第18話あかり、3rd ステップその3

 あかりは顎で固定されているマスクを引き伸ばし、顔全体を覆おうとする。

 「たとえマスクが破けても、あなたが埃を吸い続けた日々の記憶を破ることはできないのよ」

 ゆうきは裸になったワイパーヘッドを手渡す。あかりが受け取った時点でお役目御免となるはずだった。

 「あら、これからだって天井にもあなたの肺にも塵は積もるのよ。現実を受け入れて、お手入れを続けなさいな。天井拭きだけには役立つのよ、それ」

 ゴミ袋に入れようとしたが、あかりは寸で止める。ダークグレーの塊が自分の体を侵すと聞き、安易に想像できた。喫煙者と似た悪影響が及ぶと、あかりは危機感を持ってワイパーヘッドで宙を拭う。

 自身が変わるために不要と害虫の存在を体内にまで許す気はない。あかりはゆうきに聞こえないように唸る。

 「はいはい、聞こえていないわよ~。知らない奴のために割く時間はありませ~ん。ちゃっちゃと終わらせるわよ~、あかりさ~ん」

 「思いっきり聞こえているじゃないですか、ゆうきさん! ってか、私を差し置かないでくださいよ!」

 ゆうきは両ひざを床に着けて、ファイバークロスで水拭きを始めた。バケツの中には中性洗剤がキャップ三杯分混ざった水。クリアな泡風呂がファイバークロスを受け入れるたびに鈍色にびいろに染まる。あかりはゆうきにならい、ぎこちない動きで汚れをかき出し始める。

 麦茶色への変色を境目に、ゆうきは何度もバケツの濁水を捨て、新しい水に中性洗剤を混ぜる。水の交換の度にあかりの動きが俊敏しゅんびんになる。誰だって汚濁したものに触れたくないものだ。

 徐々に水の変色が鈍くなり、最後の水が新居のフローリング色になる頃には、ゆうきもあかりも一言も発さなくなる。

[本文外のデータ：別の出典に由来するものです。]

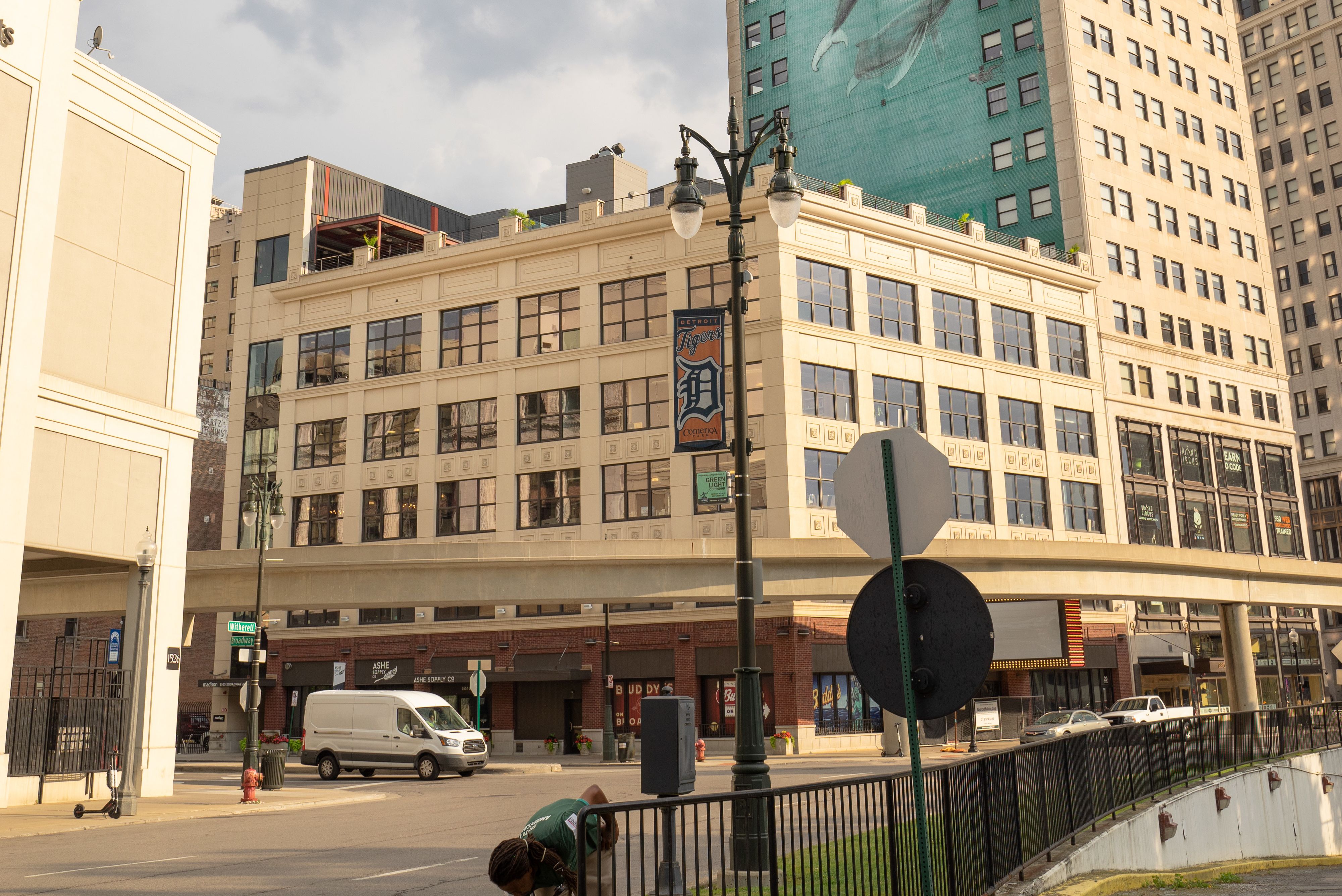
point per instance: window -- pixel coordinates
(992, 43)
(1014, 337)
(1076, 428)
(319, 520)
(391, 435)
(264, 368)
(635, 404)
(635, 309)
(320, 444)
(892, 310)
(955, 324)
(1029, 88)
(826, 392)
(468, 506)
(1068, 348)
(548, 416)
(272, 261)
(822, 294)
(962, 414)
(637, 490)
(898, 403)
(970, 493)
(821, 477)
(1025, 35)
(394, 347)
(711, 287)
(468, 426)
(1042, 202)
(323, 357)
(551, 498)
(1019, 423)
(1026, 502)
(546, 324)
(996, 100)
(1081, 508)
(390, 513)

 リビング、台所の棚、冷蔵庫の内外、食器棚、トイレ、浴室、洗面台。ついでに洗濯もの干し場であるベランダの掃き掃除。竿さおも角ハンガーもぬかりなく磨く。

 下校する小学生のはしゃぐ声で、二人はようやく時の経過を知る。

 「うっわ……何これ、夢中になる。ゆうきさん、これ本当にズボラがする掃除なんですか?」

 「そうよ、ズボラだからこそ没頭しちゃうのよ、現にあなたがそうでしょう?」

 あかりは頷く。

 「でも、どうしてわざわざ『ズボラ』ってワードを出すんですか? どう考えても几帳面にしか思えませんよ」

 「あら、じゃあ逆に聞くけど、あなた掃くことと拭くこと以外に何かした? バラエティでよく紹介されているような、チマチマ手間をかけるようなことは?」

 「いいえ。むしろ原始的でした。流行りのオキシクリーナーとかクエン酸とか、お掃除芸人が伝授するようなことは一切なかったですよね」

 ゆうきは頷き、木材本来の色を取り戻したフローリングを手で指す。

 元ホテルマンであるがゆえに、親指は手のひらに収まるよう折っている。ゆうきの中々抜けない癖である。

 「で、どう? インスタ映えとか関係なく、素直に『好き!』って言える部屋になったかしら?」

 あかりは返事の代わりに、床に頬ずりをする。愛着の証に、チークが床に移る。

 「あらあら、せっかく頑張ったのに。ま~た拭き直しね。あかりさんの場合、掃除のときはすっぴんの方がいいかもね」

 ゆうきが手拭きを強く勧める理由は以下の通り。

 機械や道具では伝わらない手のぬくもりにより、拭く対象物に対してより強い愛着を感じるようになる。

 愛着を感じると、物を大切に扱うようになる。

 その結果、物が長持ちし、自分自身をも大切にする。


 キラキラ女子の必須条件。それは自分を一番大事にすることである。